Despite the impact of the pandemic in fiscal 2021, the gearing should remain healthy due to Rs 1100 crore equity raise during the fiscal. However, if occupancy continues to be sub-optimal for a prolonged period in fiscal 2022, there could be an impact on the debt profile, with continued cash losses weakening the financial risk profile. Any sustained impact on operations and subsequently on the financial risk profile will remain key monitorables.

 

Weakness

* Exposure to risks inherent in the film exhibition business

Volatility in profitability, inherent in the film exhibition business, will continue to affect operations, though the impact should be cushioned marginally by the large scale of operations and diversified revenue. Multiplex players, given their high fixed costs, should remain dependent on occupancy, which is driven by the success of films (occupancy was 34.9% in fiscal 2020 compared with 36.2% in fiscal 2019). Other forms of entertainment and new content distribution platforms, including over-the-top, will expose the company to challenges of sustaining profitability and growth.

Liquidity: Strong

Liquidity was more than Rs 790 crore as on March 31, 2021, including cash and bank balance, undrawn committed bank lines and other liquid investments. The company has debt obligation of around Rs 300 crore payable in fiscal 2022. Therefore, while the company has sufficient liquidity to manage cash loss and debt obligation, turnaround in operations along with the ability to curtail operating costs while maintaining healthy liquidity amid fresh restrictions over operations will be a key monitorable.

Outlook Negative

CRISIL Ratings believe there could be weakening of the company’s credit profile over the next 3-4 months if local restrictions hinder opening of operations pan-India or occupancy remains subdued despite resumption of operations.

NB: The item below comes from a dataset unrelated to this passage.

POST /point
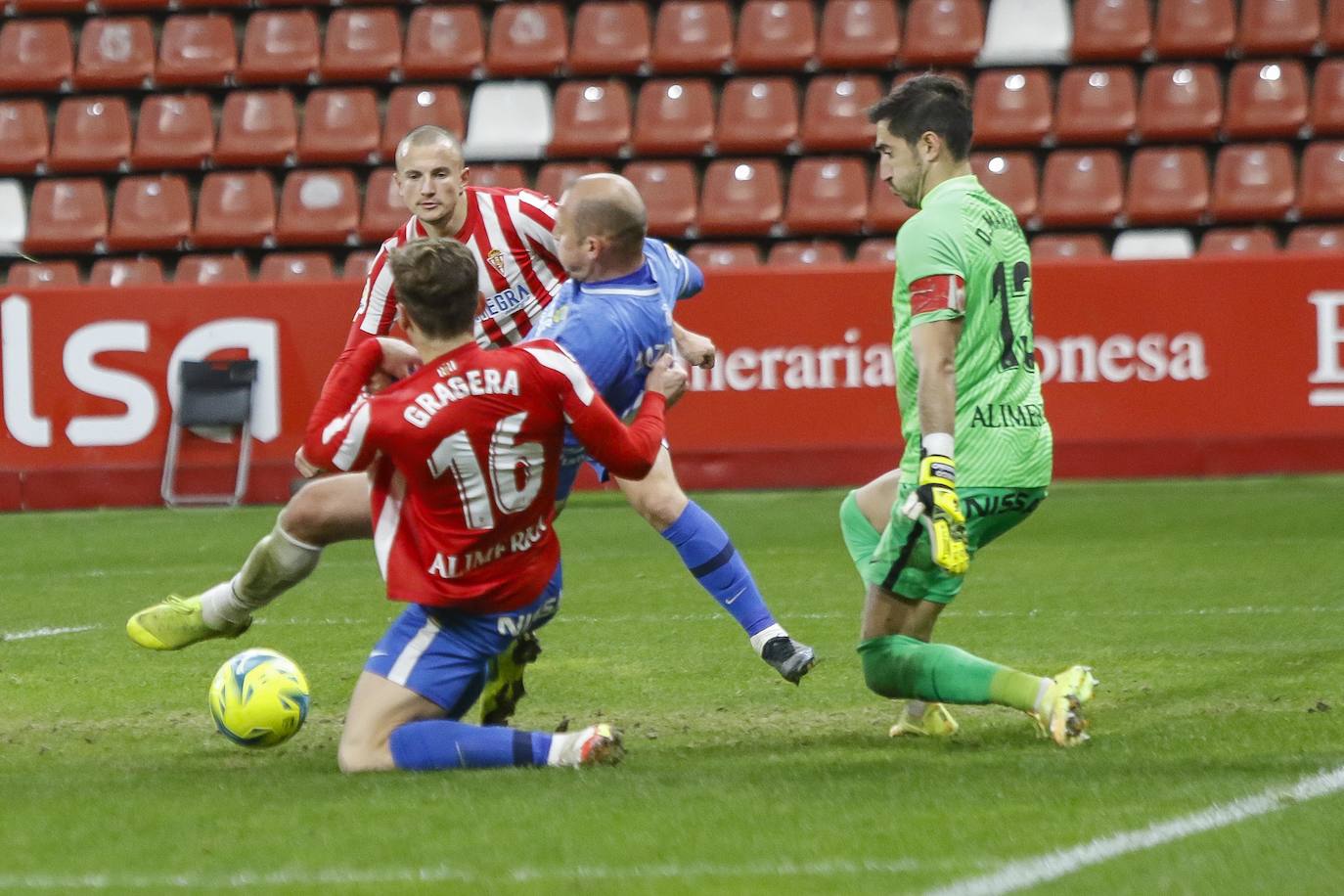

Rating Sensitivity factors

Upward factors

  • Significant reduction in debt and improvement in cash accrual, restricting the net debt to EBITDA ratio to below 1 time
  • Improvement in the revenue resulting in EBITDA margin (ex-Ind AS-116 adjustment) sustaining above 20%

 

Downward factors

  • Continued restrictions for more than 3-4 months and lower-than-expected ramp-up in occupancy post lifting, resulting in higher-than-expected cash loss
  • Weakening of the capital structure, with the net debt to EBITDA ratio sustaining above 2 times

About the Company

PVR was established in 1995 as a 60:40 JV between Priya Exhibitors Pvt Ltd and Village Roadshow Ltd (VRL), a world leader in the multiplex business. In 1995, PVR took a single-screen cinema hall, Anupam, in Saket, Delhi, on lease and converted it into a four-screen multiplex. The hall started operations in 1997 as PVR Anupam and was the first multiscreen cineplex in India. As part of its global business strategy, VRL exited the JV in 2002.

 

In November 2012, PVR acquired Cinemax, strengthening its presence in west India. Cinemax operated in 39 locations with 138 screens. This acquisition made PVR the largest multiplex operator in India. In May 2016, it completed the acquisition of DT Cinemas' 32 screens (29 operational and three upcoming) for a consideration of Rs 433 crore. PVR had raised equity of Rs 350 crore in fiscal 2016 to partly fund the acquisition. The balance was to be funded through debt and internal cash accrual. In January 2017, Warburg Pincus Llc acquired a 14% stake in the company, with 9% from its current shareholders (Multiples Private Equity Fund I Ltd) and 5% from the promoters.

 

Net loss was Rs 459 crore on revenue of Rs 486 crore for the nine months ended December 31, 2020, against net profit of Rs 101 crore on revenue of Rs 2,790 crore in the corresponding period of the previous fiscal.

Key Financial Indicators

As on/for the period ended March 31

 Unit

2020

2019

Operating revenue

Rs.Crore

3,442

3,086

Profit after tax (PAT)

Rs.Crore

131

189

PAT margin

%

3.8

6.1

Adjusted debt/adjusted networth

Times

0.77

1.29

Interest coverage

Times

4.0

4.82

   Note: Financials for FY20 have been adjusted to make it comparable to FY19 and hence these may not match with the company-reported numbers.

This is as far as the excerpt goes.